R&D company Octinion from Leuven (Belgium) presents its fully autonomous strawberry picking robot during trade fair Fruit Logistica in Berlin. After 5 years of development, it is the first company in the world to market this piece of innovation. The launch is crucial for the sector.
Rubion has presented a robot that navigates through the strawberries, detecting ripe ones, picking without bruising and placing it in its punnet. This piece of Belgian innovation is not only an answer to the labor shortage in the sector, it allows growers to increase the quality of its produce – which in the end benefits the consumer.
Demographic and socio-economic numbers show that the labor shortage in the sector is a fact. But for Octinion the focus is clearly on adding quality.
“Thanks to robotics, we have so many possibilities, much more than a human could ever do. Harvest prediction, picking according to market needs, simply picking when the berries are ripe instead of when workers are available – these are just a few examples of what is possible as of today for a grower,”
says Tom Coen, CEO of the Octinion Technology Group. “The consumer will also notice the difference, as strawberries will be fresher and show less bruising.”
Introducing robots in a sector where almost everything gets done by hand, that’s more of a revolution than an evolution. It calls for close collaboration with all stakeholders. Tom Coen:
“not only have we been working together with growers and test centers across the world for the past couple of years, breeders have also been keen on being part of the technological developments. Growing systems and varieties will adapt to what is more ideal for a robot. We will have a robot driving around at the Dutch Fresh Forward Breeding and collaborations with other breeders to shape the future of the sector. Our door is open for additional breeders.”

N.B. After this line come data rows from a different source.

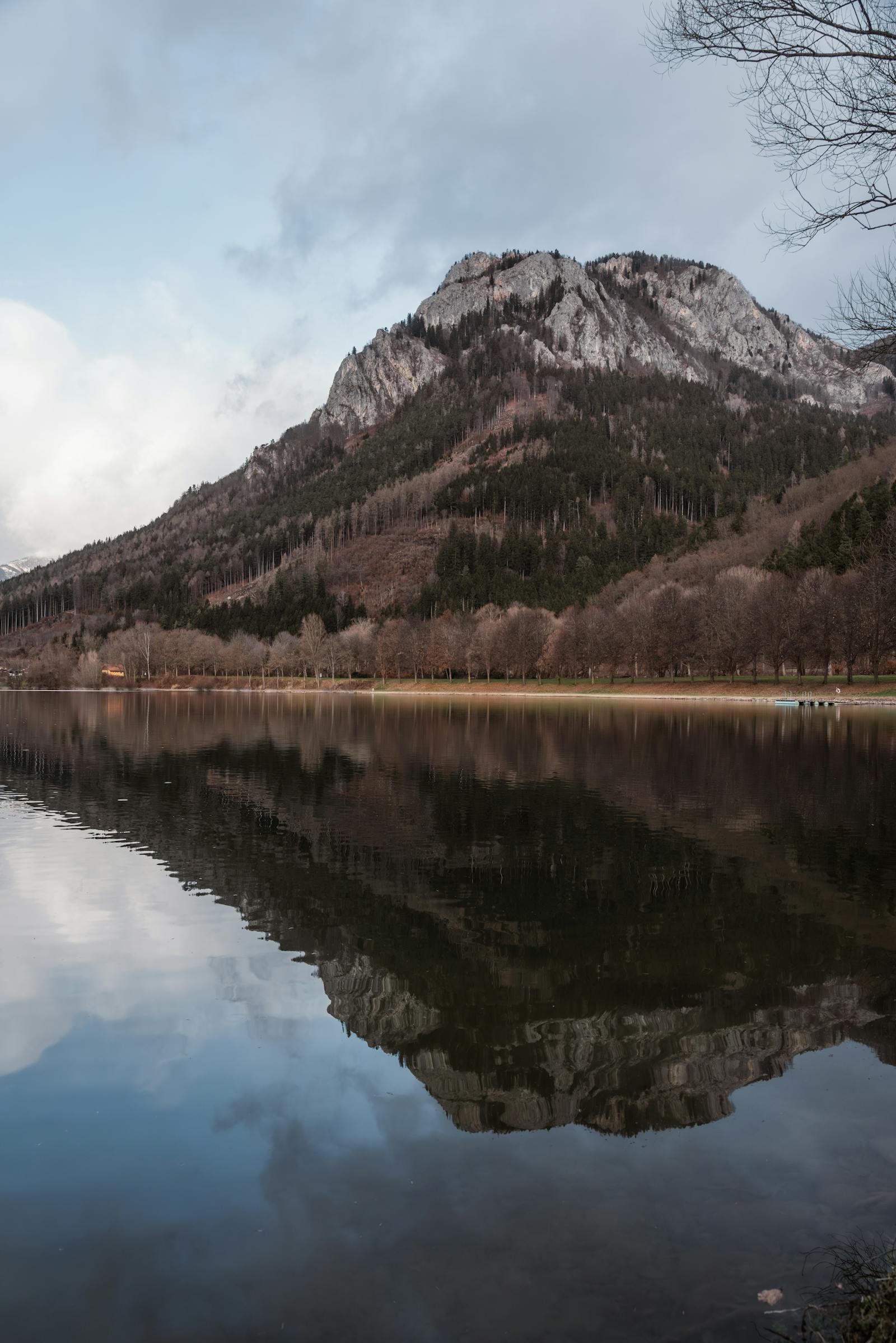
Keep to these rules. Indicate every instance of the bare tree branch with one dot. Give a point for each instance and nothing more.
(820, 81)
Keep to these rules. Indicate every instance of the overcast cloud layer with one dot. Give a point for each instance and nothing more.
(206, 204)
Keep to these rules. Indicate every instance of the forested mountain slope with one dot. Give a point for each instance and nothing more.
(580, 419)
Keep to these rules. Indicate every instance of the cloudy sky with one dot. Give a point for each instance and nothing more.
(206, 203)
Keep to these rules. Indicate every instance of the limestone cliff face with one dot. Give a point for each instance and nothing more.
(371, 385)
(613, 316)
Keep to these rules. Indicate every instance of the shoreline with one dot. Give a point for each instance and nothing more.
(655, 692)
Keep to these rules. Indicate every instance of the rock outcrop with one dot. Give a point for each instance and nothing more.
(676, 319)
(371, 385)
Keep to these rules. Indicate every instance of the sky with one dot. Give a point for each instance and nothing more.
(207, 203)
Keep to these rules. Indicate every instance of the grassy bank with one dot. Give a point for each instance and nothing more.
(740, 689)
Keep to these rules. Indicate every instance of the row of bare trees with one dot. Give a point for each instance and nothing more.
(742, 622)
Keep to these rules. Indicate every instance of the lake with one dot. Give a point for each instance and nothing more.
(338, 1017)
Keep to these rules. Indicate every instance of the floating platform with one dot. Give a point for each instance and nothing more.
(805, 704)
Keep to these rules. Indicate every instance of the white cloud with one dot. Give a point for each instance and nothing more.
(93, 444)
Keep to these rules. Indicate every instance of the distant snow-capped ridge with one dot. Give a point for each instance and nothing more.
(15, 567)
(622, 313)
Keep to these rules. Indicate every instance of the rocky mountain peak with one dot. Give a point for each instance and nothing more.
(629, 312)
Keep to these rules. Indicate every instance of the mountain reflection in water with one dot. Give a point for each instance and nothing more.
(553, 913)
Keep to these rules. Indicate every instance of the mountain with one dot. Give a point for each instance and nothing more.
(16, 567)
(620, 313)
(581, 419)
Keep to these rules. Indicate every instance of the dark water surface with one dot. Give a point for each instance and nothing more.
(414, 1020)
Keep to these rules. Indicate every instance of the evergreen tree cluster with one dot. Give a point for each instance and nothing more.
(844, 542)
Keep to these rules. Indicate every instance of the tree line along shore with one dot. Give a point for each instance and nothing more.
(745, 626)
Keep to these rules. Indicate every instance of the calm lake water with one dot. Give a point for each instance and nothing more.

In 2014 a team of Belgian engineers started the development of the prestigious robot. In the meanwhile, Octinion wasn’t the only company presenting a concept. Product Manager Laura Guillaume says it’s not a surprise that the company from Leuven is the first to actually present a commercial product: “by developing the robot from scratch, we are able to make it economically viable. We can serve all table-top growers, in greenhouses or tunnels.” Next to the picking robot, a whole range of harvesting solutions are for sale as of today. Octinion plans on launching harvesting robots for other crops in the upcoming years.